On sait que Michel Germaneau, âgé de 78 ans, était de santé fragile, malade du cœur ; il était sous traitement mais ne recevait plus de médicaments. Plusieurs sources, particulièrement au Mali, faisait état de la mort de l'otage français depuis plusieurs jours. « Nous sommes intervenus car nous étions sûrs qu'il allait être exécuté », a martelé le président Sarkozy.

 
La dernière preuve de vie de Michel Germaneau remontait à la mi-mai
 

L’objectif de cette opération (le raid franco-mauritanien du 22 juillet, ndlr) n’était pas, initialement, la libération de l’otage.

Alain Antil
26-07-2010

L'organisation al-Qaïda au Maghreb islamique avait laissé jusqu'a ce lundi 26 juillet aux autorités françaises pour satisfaire à ses revendications ; on évoquait la libération de certains membre d'AQMI, emprisonnés dans la région. Des revendications qui étaient restées floues, « aucune demande précise ne nous est parvenue », affirmait hier encore le Quai d'Orsay.
 

« Cet ultimatum n'était qu'un assassinat programmé », a affirmé le président de la République. Nicolas Sarkozy a enfin annoncé, que le ministre des Affaires étrangères Bernard Kouchner allait se rendre à Niamey, Nouakchott et Bamako, pour discuter de la situation. « Nous demandons à nos compatriotes de renoncer absolument à voyager dans la zone sahélienne », a encore dit le président de la République.

 

Germaneau, un retraité qui voulait « tout le temps aider »

A 78 ans, Michel Germaneau était un retraité très actif. Domicilié à Marcoussis, en région parisienne, cet ancien ingénieur vivait sans conjoint ni enfant et s'était engagé dans l'action humanitaire. Il faisait notamment partie de l'association Enmilal, créée en 2006, et spécialisée dans le soutien à la scolarisation et à la santé. « Michel était notre conseiller technique. Il voulait tout le temps aider », a déclaré Yvonne Montico, la présidente de l'association.

Michel Germaneau était allé voir le fonctionnement d'une école ouverte en 2009 par Enmilal dans le village d'In-Abangharet, au nord du Niger. C'est en quittant cette localité qu'il s'est fait enlever le 19 avril 2010.

Durant sa carrière, le Français avait travaillé pour diverses entreprises en tant qu'ingénieur électronicien. « Il a beaucoup voyagé, à Mururoa en Polynésie française, mais également au Brésil, au Gabon.
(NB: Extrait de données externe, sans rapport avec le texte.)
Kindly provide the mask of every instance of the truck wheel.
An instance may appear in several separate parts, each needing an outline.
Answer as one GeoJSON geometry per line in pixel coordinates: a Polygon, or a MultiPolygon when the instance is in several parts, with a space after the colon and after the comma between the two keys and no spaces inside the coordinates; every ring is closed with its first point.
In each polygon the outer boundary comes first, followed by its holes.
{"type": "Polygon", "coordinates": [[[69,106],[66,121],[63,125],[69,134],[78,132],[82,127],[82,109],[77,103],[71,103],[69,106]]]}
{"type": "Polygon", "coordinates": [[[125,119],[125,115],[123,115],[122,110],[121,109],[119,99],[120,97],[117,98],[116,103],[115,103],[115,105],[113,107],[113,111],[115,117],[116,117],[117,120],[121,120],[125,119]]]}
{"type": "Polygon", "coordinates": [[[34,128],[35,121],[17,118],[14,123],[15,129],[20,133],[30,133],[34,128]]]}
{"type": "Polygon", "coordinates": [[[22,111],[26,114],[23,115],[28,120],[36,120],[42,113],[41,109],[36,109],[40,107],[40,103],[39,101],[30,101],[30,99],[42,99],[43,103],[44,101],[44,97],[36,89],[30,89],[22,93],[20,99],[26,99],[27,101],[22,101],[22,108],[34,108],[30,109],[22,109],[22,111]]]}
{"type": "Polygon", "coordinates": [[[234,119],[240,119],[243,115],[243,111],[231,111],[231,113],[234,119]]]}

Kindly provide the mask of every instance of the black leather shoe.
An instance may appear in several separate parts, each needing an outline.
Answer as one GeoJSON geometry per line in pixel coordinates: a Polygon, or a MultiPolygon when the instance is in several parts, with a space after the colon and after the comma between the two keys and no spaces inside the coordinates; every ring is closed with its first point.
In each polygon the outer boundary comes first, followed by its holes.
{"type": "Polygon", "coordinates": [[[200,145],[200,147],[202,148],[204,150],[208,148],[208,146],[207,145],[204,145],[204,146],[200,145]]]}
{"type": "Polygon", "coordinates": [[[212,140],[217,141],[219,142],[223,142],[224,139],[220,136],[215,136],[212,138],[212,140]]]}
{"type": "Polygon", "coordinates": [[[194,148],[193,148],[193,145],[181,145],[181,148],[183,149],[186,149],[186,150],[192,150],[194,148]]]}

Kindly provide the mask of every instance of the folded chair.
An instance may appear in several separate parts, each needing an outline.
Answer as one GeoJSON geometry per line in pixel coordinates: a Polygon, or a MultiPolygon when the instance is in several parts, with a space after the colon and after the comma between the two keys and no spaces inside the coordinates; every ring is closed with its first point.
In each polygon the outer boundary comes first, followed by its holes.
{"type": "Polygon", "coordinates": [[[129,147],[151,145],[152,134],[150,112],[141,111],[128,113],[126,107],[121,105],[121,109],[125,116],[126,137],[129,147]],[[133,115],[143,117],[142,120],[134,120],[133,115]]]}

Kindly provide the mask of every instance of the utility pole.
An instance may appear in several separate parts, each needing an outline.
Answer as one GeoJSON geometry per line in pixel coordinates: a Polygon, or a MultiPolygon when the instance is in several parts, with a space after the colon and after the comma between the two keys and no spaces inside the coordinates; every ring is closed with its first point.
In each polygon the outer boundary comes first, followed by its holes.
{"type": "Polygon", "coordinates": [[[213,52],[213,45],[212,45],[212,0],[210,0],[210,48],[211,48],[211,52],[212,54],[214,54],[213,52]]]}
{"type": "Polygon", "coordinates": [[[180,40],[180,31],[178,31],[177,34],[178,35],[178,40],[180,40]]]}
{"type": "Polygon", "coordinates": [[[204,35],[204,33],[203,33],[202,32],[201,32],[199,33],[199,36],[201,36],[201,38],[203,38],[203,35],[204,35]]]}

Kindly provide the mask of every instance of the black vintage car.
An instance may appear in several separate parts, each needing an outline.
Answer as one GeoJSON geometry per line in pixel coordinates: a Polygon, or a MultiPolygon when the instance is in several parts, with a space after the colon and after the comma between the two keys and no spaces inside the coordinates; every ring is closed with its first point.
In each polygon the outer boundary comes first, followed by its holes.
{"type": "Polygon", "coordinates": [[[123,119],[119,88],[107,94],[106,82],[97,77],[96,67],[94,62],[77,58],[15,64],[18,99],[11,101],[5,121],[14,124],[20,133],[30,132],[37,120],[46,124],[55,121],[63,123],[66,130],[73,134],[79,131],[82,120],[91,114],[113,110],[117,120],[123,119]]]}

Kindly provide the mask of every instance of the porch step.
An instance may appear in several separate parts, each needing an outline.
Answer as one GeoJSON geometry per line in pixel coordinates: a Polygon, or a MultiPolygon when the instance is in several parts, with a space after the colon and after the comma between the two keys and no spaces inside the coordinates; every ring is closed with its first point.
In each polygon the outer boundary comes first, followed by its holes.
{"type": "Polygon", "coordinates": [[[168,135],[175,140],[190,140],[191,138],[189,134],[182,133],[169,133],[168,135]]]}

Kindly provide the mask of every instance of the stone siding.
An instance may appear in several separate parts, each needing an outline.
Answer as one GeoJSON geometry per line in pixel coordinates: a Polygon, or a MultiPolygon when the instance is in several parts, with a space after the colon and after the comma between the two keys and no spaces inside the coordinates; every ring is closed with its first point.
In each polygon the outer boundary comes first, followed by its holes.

Il a notamment participé à la construction du train transgabonnais », a indiqué Pierre Duprat, l'un de ses amis de longue date.

Originaire de la région de Bordeaux, dans le Sud-Ouest de la France, Michel Germaneau était un passionné de ski et de montagne. Récemment on lui avait diagnostiqué des problèmes cardiaques mais il était toujours très en forme a déclaré l'une de ses amies.